Pour sa part, l’Israélien Moran Zur a fondé SafeBeyond.com en 2014 après que sa femme eut reçu un diagnostic de cancer. Le service en ligne permet aux utilisateu­rs d’envoyer des messages posthumes à leurs proches, à des moments ou dans des lieux prédétermi­nés. « On pourrait utiliser le service pour envoyer un message à son fils le jour de ses 18 ans, ou utiliser la géolocalis­ation pour dire à un proche qu’il ne devrait pas perdre son temps à visiter notre tombe des années après notre décès », illustre Moran Zur.

La secrète de Guy Laliberté

Au printemps, le quotidien Le Devoir a révélé que Guy Laliberté projetait d’aménager un cimetière nouveau genre, associé à un restaurant et à un musée, sur l’île Saint-Hélène. Or, le projet de Guy Laliberté, baptisé Pangéa dans l’informatio­n coulée au quotidien, n’avait pas encore pris forme.

« Le projet est absolument tout autre que ce qui a été rapporté [dans les médias], mais il touche en effet le sujet de la mémoire et de la célébratio­n de la vie des individus », explique Guillaume Mercier, qui a refusé de nous donner plus de détails sur la jeune entreprise qu’il dirige. Le profil LinkedIn de M. Mercier indique d’ailleurs qu’il est pdg d’un projet confidenti­el ( stealth project).

Guillaume Mercier nous a néanmoins expliqué que le projet dévoilé par Le Devoir était l’un des concepts, parmi des dizaines, imaginés par Guy Laliberté et ses collaborat­eurs.
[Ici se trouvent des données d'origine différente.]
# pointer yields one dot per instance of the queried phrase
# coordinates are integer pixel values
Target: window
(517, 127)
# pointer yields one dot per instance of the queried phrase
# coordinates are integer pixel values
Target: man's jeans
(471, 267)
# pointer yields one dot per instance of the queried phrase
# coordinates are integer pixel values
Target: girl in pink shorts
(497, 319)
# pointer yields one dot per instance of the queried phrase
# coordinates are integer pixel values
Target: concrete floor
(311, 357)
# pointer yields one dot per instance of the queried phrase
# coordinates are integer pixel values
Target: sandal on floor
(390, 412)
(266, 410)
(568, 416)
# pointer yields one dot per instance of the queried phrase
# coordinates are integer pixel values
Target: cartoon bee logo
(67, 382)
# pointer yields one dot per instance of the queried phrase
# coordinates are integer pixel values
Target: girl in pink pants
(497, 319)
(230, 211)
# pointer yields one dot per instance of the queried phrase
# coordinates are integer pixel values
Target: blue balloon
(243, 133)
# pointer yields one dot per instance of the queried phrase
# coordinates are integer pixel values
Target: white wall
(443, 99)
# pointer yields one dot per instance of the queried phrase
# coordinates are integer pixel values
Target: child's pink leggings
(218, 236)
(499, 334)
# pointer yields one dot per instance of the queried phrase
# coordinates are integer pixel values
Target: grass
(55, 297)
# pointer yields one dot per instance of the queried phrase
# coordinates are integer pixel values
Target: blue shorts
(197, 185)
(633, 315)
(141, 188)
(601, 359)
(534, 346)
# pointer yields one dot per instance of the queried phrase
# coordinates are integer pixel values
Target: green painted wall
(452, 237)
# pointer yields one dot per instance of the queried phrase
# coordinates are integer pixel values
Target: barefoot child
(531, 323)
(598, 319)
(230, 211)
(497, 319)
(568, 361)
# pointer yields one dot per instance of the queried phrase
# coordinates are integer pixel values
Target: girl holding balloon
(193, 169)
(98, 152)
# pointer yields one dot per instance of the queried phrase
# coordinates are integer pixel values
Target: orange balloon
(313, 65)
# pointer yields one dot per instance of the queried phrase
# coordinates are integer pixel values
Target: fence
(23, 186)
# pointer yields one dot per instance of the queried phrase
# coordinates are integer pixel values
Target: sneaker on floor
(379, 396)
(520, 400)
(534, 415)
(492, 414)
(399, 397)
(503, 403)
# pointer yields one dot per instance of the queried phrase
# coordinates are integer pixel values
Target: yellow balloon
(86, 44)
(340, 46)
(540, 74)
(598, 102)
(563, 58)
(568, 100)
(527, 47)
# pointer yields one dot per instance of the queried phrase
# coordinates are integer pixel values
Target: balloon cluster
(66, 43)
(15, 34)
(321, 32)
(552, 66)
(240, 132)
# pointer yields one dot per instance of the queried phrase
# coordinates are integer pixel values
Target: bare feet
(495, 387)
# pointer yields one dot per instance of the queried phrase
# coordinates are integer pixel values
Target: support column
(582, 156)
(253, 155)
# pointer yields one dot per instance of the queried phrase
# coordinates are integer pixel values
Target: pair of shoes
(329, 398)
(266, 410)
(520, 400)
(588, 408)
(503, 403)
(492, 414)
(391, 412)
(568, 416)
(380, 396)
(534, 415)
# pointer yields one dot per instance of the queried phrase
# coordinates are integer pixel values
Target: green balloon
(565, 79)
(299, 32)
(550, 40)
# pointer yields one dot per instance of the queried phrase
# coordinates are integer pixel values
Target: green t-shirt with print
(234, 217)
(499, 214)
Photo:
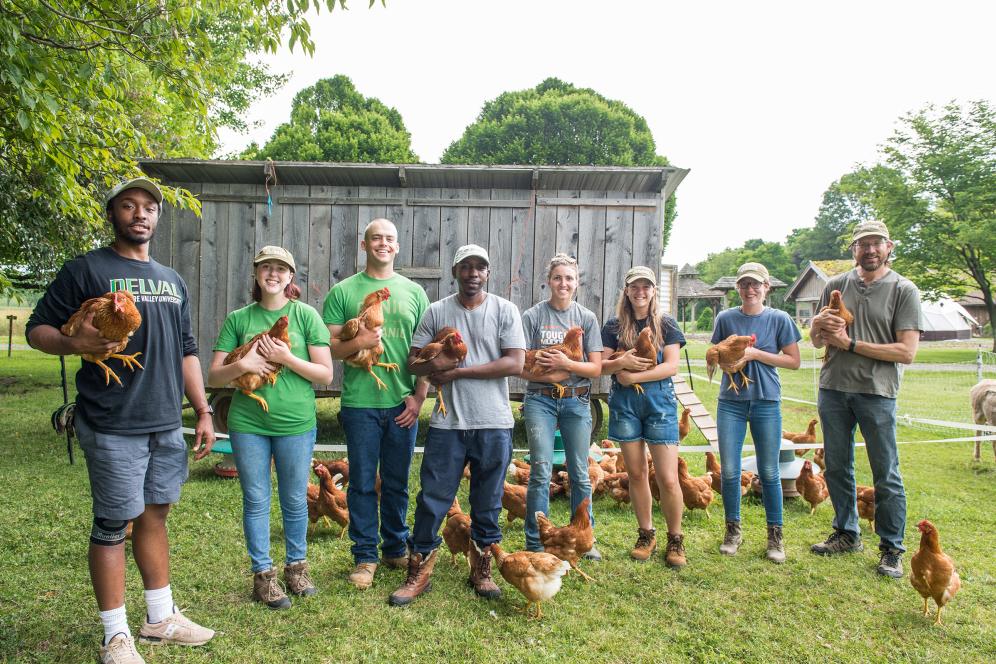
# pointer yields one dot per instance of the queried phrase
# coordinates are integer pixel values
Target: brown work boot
(401, 562)
(297, 578)
(646, 544)
(362, 575)
(674, 556)
(266, 589)
(480, 573)
(419, 579)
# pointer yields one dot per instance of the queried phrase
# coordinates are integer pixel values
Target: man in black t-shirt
(131, 433)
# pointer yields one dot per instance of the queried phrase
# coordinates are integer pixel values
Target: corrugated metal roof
(592, 178)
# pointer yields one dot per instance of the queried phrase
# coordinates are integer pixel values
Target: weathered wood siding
(608, 231)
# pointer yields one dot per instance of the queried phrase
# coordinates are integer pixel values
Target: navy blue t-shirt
(148, 400)
(774, 330)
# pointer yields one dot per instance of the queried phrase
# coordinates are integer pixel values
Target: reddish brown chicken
(571, 541)
(447, 343)
(571, 347)
(250, 382)
(728, 355)
(932, 571)
(115, 315)
(813, 488)
(371, 317)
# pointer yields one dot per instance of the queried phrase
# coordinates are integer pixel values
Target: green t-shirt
(402, 312)
(291, 399)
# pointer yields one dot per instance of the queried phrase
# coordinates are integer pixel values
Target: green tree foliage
(556, 123)
(936, 190)
(331, 121)
(828, 238)
(87, 87)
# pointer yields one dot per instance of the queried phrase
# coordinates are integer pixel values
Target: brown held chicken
(115, 315)
(371, 317)
(250, 382)
(456, 532)
(813, 488)
(569, 542)
(571, 347)
(728, 355)
(535, 574)
(932, 571)
(448, 343)
(695, 491)
(806, 438)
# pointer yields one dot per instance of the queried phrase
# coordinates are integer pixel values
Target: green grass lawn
(717, 609)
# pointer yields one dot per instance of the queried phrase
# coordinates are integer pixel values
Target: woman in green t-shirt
(285, 433)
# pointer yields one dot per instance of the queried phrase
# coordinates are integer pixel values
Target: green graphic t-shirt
(291, 399)
(402, 312)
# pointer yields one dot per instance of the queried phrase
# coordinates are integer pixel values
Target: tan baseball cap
(144, 184)
(274, 253)
(754, 271)
(641, 272)
(468, 250)
(870, 227)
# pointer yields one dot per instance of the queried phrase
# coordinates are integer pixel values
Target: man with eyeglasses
(859, 383)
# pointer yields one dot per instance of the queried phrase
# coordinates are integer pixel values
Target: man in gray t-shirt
(477, 427)
(858, 386)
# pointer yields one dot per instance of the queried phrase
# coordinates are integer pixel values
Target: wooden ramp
(702, 418)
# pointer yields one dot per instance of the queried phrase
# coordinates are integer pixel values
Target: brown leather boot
(646, 544)
(419, 579)
(674, 556)
(480, 573)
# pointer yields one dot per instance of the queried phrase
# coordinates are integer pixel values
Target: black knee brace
(108, 532)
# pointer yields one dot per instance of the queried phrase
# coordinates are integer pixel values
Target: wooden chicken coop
(610, 218)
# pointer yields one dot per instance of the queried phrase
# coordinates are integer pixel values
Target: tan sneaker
(674, 556)
(646, 544)
(297, 578)
(176, 629)
(121, 650)
(362, 575)
(266, 590)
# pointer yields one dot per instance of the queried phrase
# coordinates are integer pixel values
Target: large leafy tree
(936, 190)
(331, 121)
(87, 87)
(556, 123)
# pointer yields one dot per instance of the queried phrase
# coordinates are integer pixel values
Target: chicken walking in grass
(535, 574)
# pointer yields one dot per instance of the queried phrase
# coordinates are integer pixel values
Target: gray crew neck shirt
(881, 309)
(488, 329)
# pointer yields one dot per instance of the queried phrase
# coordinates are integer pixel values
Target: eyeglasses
(865, 246)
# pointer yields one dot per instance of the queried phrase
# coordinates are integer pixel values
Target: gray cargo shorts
(128, 472)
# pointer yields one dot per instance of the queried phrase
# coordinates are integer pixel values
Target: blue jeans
(373, 438)
(292, 457)
(543, 415)
(765, 419)
(446, 453)
(840, 414)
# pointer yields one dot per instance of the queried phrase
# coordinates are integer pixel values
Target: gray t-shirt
(487, 330)
(545, 326)
(881, 309)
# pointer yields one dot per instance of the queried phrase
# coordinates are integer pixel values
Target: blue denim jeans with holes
(765, 419)
(841, 413)
(292, 457)
(543, 415)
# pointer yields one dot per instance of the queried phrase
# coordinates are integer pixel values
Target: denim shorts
(651, 416)
(128, 472)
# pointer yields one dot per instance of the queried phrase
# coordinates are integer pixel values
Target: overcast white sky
(766, 102)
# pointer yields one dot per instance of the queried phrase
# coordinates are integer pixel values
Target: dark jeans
(446, 453)
(372, 439)
(840, 414)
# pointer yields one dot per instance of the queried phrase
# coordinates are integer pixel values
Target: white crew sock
(115, 622)
(159, 604)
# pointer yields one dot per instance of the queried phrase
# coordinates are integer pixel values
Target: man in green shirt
(380, 424)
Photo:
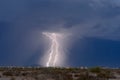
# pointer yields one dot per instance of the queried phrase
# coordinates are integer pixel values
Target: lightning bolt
(54, 48)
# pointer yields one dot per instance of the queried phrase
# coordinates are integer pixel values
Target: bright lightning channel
(54, 48)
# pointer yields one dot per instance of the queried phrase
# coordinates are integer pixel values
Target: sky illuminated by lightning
(54, 49)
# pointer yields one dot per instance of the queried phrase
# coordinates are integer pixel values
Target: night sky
(94, 25)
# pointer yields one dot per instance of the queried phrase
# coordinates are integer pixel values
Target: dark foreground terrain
(56, 73)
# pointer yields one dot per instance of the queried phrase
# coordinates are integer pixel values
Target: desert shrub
(7, 73)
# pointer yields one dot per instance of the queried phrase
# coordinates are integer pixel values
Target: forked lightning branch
(54, 49)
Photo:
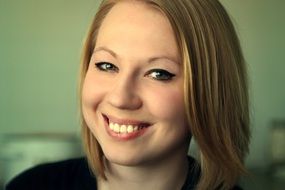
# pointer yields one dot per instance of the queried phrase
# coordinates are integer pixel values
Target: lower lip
(124, 136)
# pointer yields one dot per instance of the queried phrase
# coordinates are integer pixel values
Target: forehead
(138, 25)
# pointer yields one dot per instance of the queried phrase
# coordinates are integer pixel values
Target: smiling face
(132, 96)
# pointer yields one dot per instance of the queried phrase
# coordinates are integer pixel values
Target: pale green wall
(40, 44)
(261, 27)
(39, 55)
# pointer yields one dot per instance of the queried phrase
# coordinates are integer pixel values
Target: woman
(154, 75)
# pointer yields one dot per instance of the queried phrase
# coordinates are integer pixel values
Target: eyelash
(107, 67)
(155, 74)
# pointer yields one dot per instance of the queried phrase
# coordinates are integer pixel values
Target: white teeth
(130, 129)
(123, 128)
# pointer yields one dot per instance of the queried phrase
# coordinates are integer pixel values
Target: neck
(167, 174)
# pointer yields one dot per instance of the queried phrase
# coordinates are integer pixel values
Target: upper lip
(119, 121)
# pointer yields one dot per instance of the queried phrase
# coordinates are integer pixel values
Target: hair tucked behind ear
(216, 94)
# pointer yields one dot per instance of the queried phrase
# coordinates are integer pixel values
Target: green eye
(107, 67)
(160, 74)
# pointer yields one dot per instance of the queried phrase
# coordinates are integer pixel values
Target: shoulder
(67, 174)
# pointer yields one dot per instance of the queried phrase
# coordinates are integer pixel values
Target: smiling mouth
(124, 128)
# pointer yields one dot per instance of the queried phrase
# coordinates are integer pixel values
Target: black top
(74, 174)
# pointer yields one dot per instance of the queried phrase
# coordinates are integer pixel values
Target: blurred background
(40, 46)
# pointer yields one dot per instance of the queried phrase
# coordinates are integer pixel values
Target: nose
(124, 94)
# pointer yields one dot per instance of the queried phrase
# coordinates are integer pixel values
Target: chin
(124, 159)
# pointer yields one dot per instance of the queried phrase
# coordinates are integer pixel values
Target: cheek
(167, 103)
(92, 93)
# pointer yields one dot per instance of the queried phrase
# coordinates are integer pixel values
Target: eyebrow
(151, 60)
(107, 50)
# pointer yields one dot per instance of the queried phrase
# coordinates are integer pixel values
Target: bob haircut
(215, 87)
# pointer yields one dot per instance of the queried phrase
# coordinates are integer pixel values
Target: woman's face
(132, 96)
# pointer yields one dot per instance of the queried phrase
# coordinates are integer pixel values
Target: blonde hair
(216, 95)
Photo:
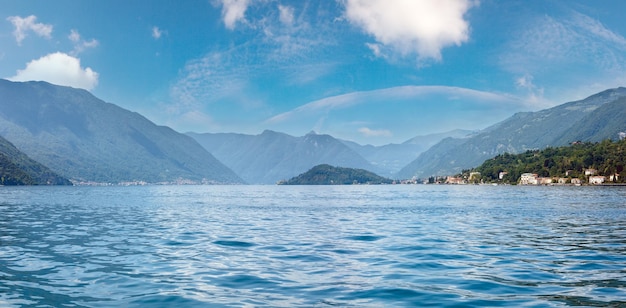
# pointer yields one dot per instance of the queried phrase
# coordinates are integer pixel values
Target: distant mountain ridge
(16, 168)
(598, 116)
(329, 175)
(272, 156)
(391, 158)
(85, 139)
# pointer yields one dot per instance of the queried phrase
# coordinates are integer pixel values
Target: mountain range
(87, 140)
(16, 168)
(595, 118)
(272, 156)
(82, 138)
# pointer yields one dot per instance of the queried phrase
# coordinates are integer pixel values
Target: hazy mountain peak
(83, 138)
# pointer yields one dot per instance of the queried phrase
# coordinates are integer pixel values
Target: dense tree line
(607, 157)
(329, 175)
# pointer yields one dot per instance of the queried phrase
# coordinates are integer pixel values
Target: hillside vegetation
(606, 157)
(18, 169)
(329, 175)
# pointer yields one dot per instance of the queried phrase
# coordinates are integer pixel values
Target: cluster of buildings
(591, 174)
(591, 177)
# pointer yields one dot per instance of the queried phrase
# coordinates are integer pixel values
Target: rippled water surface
(317, 246)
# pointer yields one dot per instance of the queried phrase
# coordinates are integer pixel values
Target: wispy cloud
(26, 24)
(58, 68)
(586, 56)
(383, 96)
(289, 48)
(408, 27)
(398, 113)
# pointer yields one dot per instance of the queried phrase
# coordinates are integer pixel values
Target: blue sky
(371, 71)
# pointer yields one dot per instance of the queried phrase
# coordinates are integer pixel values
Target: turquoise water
(313, 246)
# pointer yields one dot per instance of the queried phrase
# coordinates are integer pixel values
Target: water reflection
(312, 246)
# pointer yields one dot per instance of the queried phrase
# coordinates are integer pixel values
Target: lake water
(313, 246)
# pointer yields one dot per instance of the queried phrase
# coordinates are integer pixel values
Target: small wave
(365, 238)
(240, 244)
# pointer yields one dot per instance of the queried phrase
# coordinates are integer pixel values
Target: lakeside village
(591, 178)
(580, 163)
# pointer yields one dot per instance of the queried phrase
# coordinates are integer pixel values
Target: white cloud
(234, 11)
(79, 44)
(367, 132)
(156, 33)
(74, 36)
(58, 68)
(412, 27)
(23, 25)
(286, 14)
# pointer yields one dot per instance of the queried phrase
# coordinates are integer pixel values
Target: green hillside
(18, 169)
(607, 158)
(329, 175)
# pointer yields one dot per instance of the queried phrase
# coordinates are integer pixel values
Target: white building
(529, 179)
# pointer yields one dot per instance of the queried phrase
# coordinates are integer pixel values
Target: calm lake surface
(313, 246)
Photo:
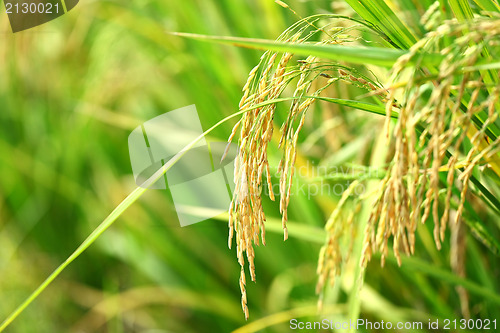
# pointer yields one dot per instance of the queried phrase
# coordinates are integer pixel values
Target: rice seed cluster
(265, 84)
(429, 135)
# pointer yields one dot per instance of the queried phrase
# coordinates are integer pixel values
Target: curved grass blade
(358, 55)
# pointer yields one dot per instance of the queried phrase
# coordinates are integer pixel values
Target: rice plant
(445, 128)
(402, 94)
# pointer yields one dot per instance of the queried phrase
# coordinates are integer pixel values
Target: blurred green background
(72, 90)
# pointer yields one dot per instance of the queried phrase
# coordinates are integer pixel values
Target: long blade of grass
(461, 9)
(357, 55)
(379, 14)
(488, 5)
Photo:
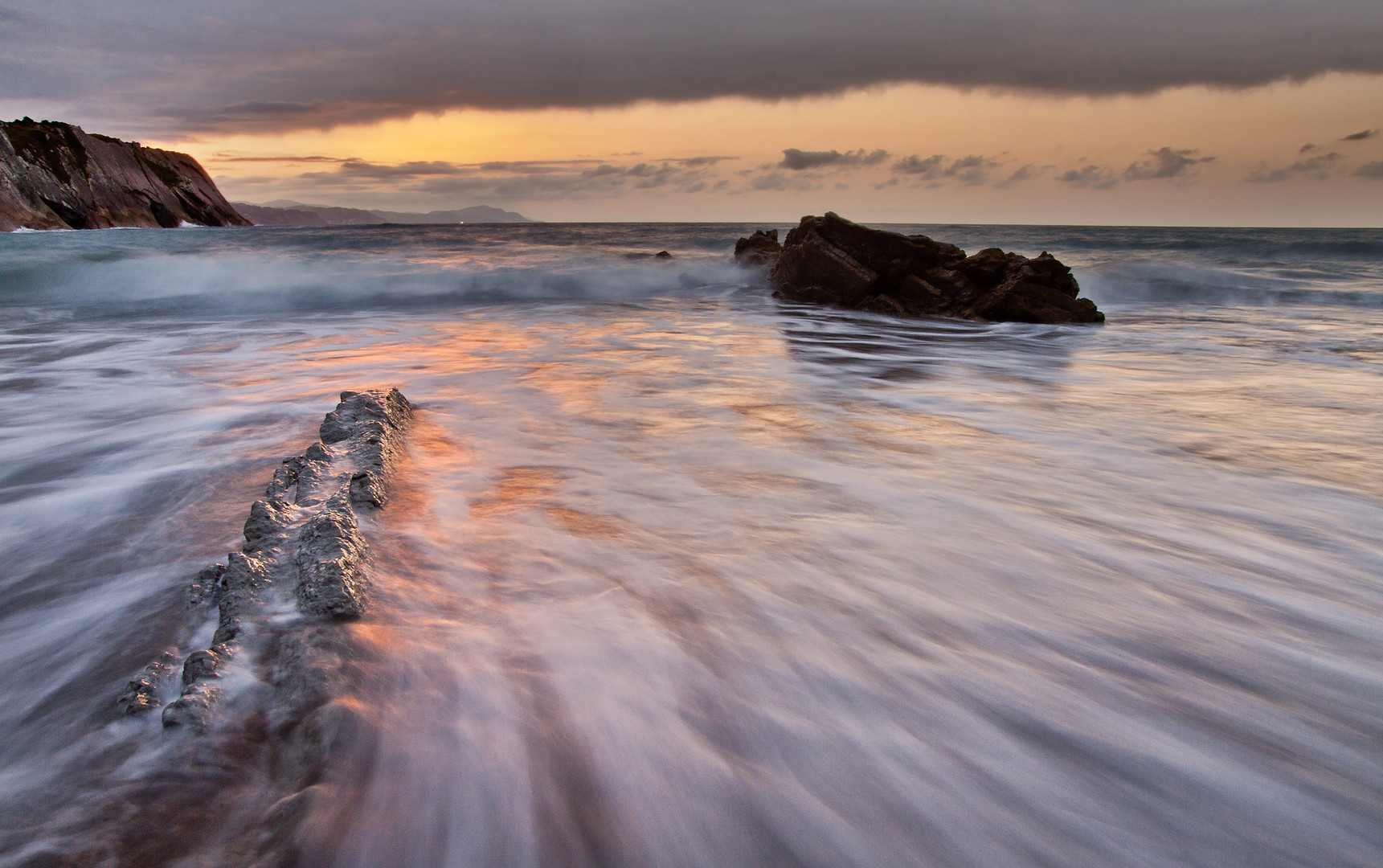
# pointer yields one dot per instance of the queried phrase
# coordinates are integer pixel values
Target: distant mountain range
(288, 213)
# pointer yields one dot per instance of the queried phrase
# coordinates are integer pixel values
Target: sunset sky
(996, 111)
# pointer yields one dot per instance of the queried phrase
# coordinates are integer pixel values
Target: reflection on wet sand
(738, 583)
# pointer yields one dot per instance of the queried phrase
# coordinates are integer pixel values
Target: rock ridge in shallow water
(305, 562)
(830, 260)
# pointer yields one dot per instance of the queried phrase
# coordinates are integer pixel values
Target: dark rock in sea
(54, 176)
(758, 249)
(832, 260)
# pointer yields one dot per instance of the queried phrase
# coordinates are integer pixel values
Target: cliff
(54, 176)
(830, 260)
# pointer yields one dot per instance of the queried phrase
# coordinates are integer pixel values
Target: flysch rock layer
(303, 567)
(55, 176)
(830, 260)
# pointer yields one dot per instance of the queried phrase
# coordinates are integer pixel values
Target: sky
(1216, 113)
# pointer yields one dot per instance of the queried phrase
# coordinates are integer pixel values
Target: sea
(679, 574)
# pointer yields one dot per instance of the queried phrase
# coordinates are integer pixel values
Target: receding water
(682, 575)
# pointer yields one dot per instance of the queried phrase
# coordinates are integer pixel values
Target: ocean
(679, 574)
De plus, Guy Laliberté n’aurait jamais eu l’intention de nommer ce projet Pangéa, ce nom étant celui qu’avait utilisé un recruteur qui avait eu le mandat d’embaucher des personnes pour ce projet secret.

Actuelleme­nt, le projet est chapeauté par la société à numéro 9314-0705 QUÉBEC INC. Selon le Registrair­e des entreprise­s, cette dernière a pour mission de développer « un concept de lieux mémoriaux tangibles et intangible­s à travers le monde ». Guillaume Mercier en est le pdg, et Guy Laliberté contrôle la société par l’entremise de Lune Rouge Innovation, une filiale de son holding Groupe Lune Rouge.

La descriptio­n du Registrair­e semble évoquer un réseau internatio­nal de cimetières liés entre eux par une plateforme en ligne, mais là encore, le projet pourrait très bien avoir évolué depuis l’incorporat­ion. Le nom du projet, par ailleurs, n’aurait pas encore été trouvé.

Cependant, il est à noter que les noms de domaine eternitemo­ntreal.com et ethernite.com ont été enregistré­s par Stephane Rainville, un ancien directeur de technologi­es. Son profil LinkedIn nous révèle qu’il est directeur des technologi­es de Lune Rouge depuis avril.